A Dramatic Rescue of Downed Pilot Near Pillar Point in San Mateo County

Friday, January 30th, 2009

When you’re pondering life just after ditching an airplane in the cold, cold Pacific Ocean ten miles from land, it sure must be nice having Coast Guard and Air National Guard aircraft all buzzing about because they just happen to be in the area.  

Of course, the aircraft you were flying is now rusting on the continental shelf and you’re still a little cold, but all in all, a good result. 

Black Hawk up. An HH-60 Pave Hawk twirly-popper from the California Air National Guard 129th Rescue Wing hoisting away, as recorded by a Coast Guard cell phone camera.

Read all about it.

The U.S. Coast Guard assisted the California National Guard in the rescue of a San Francisco man who lost engine power on his single-engine airplane and landed in the water about 10 miles west of Pillar Point, Calif., this afternoon.

At approximately 3 p.m. the C-130 aircraft from Air Station Sacramento, on a training mission nearby when they heard the mayday call over the radio, diverted to the scene and dropped a survival kit consisting of a life raft, survival suit, and flares to the man in the water. At the same time, the Coast Guard cutter Tern, homeported at Yerba BuenaIsland, was diverted, along with a 47-foot boat from Station Golden Gate. The Pillar Point Harbor Master and a Good Samaritan also responded.

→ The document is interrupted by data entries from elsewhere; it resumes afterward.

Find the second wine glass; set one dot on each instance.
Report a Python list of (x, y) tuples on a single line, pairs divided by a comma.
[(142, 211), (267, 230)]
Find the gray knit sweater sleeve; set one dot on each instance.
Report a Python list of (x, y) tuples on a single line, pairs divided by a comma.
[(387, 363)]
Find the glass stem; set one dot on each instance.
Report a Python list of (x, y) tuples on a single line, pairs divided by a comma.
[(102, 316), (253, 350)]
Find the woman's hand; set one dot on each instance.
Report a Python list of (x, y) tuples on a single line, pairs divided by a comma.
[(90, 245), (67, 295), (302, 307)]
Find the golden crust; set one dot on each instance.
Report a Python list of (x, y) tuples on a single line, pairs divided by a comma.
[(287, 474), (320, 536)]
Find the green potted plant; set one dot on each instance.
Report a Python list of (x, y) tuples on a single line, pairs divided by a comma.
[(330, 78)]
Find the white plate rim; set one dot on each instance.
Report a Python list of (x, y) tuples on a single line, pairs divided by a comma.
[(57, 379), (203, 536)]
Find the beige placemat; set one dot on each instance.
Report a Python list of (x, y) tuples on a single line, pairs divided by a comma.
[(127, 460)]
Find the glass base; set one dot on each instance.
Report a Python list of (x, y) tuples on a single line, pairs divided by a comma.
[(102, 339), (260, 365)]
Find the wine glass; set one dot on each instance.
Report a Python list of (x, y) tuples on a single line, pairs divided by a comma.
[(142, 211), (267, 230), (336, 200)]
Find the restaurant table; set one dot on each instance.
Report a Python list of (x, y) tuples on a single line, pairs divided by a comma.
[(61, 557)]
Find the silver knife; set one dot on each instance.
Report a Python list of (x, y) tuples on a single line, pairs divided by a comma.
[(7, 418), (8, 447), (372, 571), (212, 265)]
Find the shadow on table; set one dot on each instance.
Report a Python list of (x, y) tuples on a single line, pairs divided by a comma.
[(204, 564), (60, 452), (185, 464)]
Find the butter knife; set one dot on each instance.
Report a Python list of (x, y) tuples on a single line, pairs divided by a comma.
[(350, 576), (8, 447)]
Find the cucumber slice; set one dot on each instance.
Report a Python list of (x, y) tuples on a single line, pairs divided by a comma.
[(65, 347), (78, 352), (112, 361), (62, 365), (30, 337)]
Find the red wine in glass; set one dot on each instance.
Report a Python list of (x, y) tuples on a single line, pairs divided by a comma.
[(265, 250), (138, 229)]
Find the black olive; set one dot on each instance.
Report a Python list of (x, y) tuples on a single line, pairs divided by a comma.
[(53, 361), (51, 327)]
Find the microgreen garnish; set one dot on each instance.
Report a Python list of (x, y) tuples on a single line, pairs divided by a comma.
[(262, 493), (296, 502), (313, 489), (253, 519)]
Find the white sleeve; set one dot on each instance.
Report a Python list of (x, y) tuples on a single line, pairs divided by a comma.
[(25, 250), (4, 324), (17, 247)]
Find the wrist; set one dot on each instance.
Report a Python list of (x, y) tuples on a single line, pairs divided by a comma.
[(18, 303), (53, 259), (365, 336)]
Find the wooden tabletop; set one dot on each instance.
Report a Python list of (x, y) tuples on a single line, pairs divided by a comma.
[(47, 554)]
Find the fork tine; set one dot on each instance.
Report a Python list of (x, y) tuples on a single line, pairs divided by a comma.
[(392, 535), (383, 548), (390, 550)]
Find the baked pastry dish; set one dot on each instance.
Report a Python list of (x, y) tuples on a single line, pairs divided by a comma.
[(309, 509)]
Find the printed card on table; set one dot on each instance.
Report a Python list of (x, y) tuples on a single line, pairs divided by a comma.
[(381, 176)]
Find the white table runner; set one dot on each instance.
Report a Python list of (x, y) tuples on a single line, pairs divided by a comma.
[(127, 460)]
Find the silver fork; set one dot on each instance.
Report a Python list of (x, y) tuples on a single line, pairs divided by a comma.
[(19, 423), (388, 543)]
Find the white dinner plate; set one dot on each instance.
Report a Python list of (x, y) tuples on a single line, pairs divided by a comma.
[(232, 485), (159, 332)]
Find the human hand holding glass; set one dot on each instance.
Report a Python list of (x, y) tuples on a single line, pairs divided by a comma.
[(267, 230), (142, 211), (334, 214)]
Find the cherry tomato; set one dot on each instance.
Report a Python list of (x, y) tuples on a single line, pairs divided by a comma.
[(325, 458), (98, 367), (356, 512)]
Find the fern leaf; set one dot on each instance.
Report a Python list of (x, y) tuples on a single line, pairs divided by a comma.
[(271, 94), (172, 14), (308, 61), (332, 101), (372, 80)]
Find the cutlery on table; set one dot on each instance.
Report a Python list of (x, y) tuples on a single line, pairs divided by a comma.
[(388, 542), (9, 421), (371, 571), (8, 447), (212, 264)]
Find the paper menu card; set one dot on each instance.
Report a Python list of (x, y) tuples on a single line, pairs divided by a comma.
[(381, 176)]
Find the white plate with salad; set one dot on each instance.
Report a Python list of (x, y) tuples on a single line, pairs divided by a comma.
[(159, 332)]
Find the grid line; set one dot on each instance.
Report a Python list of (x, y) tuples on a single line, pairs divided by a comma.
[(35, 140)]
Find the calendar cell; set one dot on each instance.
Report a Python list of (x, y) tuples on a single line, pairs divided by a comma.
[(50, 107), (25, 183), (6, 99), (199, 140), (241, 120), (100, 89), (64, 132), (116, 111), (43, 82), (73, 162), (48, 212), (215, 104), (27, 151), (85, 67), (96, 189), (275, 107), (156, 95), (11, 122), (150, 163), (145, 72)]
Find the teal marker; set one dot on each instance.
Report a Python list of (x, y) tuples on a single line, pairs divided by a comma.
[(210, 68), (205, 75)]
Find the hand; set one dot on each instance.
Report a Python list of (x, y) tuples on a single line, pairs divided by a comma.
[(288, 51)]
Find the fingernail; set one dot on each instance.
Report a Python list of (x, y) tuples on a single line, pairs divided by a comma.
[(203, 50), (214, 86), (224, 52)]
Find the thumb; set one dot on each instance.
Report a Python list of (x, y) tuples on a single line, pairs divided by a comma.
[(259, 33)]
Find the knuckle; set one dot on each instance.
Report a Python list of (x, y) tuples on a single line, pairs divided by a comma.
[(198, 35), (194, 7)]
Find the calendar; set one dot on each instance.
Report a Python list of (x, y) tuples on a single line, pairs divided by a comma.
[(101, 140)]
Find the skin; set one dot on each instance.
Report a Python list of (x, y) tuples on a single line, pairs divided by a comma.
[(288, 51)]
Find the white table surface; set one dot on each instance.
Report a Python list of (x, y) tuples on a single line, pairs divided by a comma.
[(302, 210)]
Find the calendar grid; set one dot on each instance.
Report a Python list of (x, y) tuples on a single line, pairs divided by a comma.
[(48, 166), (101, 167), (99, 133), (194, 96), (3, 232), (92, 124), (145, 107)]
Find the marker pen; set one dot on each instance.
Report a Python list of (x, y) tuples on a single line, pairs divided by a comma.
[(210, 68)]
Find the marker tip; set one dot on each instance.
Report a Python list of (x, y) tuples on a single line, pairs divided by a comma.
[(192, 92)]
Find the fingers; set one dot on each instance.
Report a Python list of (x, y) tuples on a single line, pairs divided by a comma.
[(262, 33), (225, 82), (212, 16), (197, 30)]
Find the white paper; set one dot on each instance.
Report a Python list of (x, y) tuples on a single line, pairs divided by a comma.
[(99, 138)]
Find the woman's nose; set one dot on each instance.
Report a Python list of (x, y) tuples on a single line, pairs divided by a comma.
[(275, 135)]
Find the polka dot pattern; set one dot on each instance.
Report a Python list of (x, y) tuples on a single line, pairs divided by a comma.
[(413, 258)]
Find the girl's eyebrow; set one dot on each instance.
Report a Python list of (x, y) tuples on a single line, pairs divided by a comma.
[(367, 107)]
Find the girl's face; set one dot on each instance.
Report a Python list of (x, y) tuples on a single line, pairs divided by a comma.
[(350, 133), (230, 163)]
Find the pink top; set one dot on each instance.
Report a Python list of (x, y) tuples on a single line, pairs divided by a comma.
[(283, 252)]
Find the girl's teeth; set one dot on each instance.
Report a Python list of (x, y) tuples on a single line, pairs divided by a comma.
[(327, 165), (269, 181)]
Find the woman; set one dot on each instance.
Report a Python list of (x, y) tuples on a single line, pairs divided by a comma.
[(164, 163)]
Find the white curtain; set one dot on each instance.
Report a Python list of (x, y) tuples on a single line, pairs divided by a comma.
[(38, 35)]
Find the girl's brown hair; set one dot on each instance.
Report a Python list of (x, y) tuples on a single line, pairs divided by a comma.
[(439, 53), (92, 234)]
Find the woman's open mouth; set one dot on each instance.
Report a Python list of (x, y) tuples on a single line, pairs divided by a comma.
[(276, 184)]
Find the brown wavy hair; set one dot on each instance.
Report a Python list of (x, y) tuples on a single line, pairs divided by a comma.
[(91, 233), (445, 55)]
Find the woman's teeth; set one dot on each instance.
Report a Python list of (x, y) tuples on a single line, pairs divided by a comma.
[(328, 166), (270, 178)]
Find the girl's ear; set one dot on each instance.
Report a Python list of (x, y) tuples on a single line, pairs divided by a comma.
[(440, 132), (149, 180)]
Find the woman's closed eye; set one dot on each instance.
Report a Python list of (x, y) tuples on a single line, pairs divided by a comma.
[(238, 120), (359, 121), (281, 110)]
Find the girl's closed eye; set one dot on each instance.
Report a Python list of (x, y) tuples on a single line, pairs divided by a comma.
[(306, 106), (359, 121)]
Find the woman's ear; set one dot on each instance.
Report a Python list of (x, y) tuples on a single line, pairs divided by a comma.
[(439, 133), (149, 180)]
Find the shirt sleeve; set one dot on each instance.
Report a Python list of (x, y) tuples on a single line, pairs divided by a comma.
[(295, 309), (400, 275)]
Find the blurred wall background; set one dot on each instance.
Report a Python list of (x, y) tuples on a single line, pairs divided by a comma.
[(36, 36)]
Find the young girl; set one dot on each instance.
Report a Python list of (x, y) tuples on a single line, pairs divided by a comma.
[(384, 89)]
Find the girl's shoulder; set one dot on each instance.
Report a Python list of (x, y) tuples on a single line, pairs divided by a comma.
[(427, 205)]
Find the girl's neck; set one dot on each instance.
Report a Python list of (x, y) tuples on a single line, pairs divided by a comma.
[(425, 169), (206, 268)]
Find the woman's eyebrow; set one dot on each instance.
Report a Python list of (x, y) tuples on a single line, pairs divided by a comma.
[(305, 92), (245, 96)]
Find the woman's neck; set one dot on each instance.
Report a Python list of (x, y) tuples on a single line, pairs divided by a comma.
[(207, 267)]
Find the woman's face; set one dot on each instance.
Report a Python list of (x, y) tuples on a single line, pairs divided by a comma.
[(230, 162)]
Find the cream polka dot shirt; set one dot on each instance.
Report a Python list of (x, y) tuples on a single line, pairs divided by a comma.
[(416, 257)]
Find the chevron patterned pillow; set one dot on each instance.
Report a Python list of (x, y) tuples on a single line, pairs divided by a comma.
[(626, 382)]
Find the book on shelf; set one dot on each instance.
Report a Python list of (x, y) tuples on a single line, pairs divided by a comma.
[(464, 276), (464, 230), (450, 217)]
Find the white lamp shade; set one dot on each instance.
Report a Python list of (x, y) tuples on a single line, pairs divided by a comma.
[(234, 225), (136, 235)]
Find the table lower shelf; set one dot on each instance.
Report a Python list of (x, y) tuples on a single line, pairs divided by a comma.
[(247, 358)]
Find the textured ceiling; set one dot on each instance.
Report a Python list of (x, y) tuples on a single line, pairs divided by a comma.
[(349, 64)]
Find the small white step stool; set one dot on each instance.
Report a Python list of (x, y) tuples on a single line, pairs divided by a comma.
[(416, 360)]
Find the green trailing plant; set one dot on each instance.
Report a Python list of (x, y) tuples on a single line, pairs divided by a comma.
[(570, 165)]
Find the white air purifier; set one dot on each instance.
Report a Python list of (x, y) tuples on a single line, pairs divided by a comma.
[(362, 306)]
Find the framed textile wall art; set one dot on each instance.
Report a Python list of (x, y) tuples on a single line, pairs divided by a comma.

The crew of the Air National Guard HH-60G Pavehawk helicopter, from the 129th rescue Wing at MoffettAir Field in Mountain View, had just completed joint training operations with the Coast Guard and was about to land at Air Station San Francisco when they were requested to divert to the scene. Arriving on scene at about 3:20 p.m. the Pavehawk hoisted the man and brought him back to the air station to receive emergency medical care.

The man was treated for hypothermia at the air station before being transported by emergency medical services to San Francisco General Hospital. The man’s plane sunk and was unsalvageable.”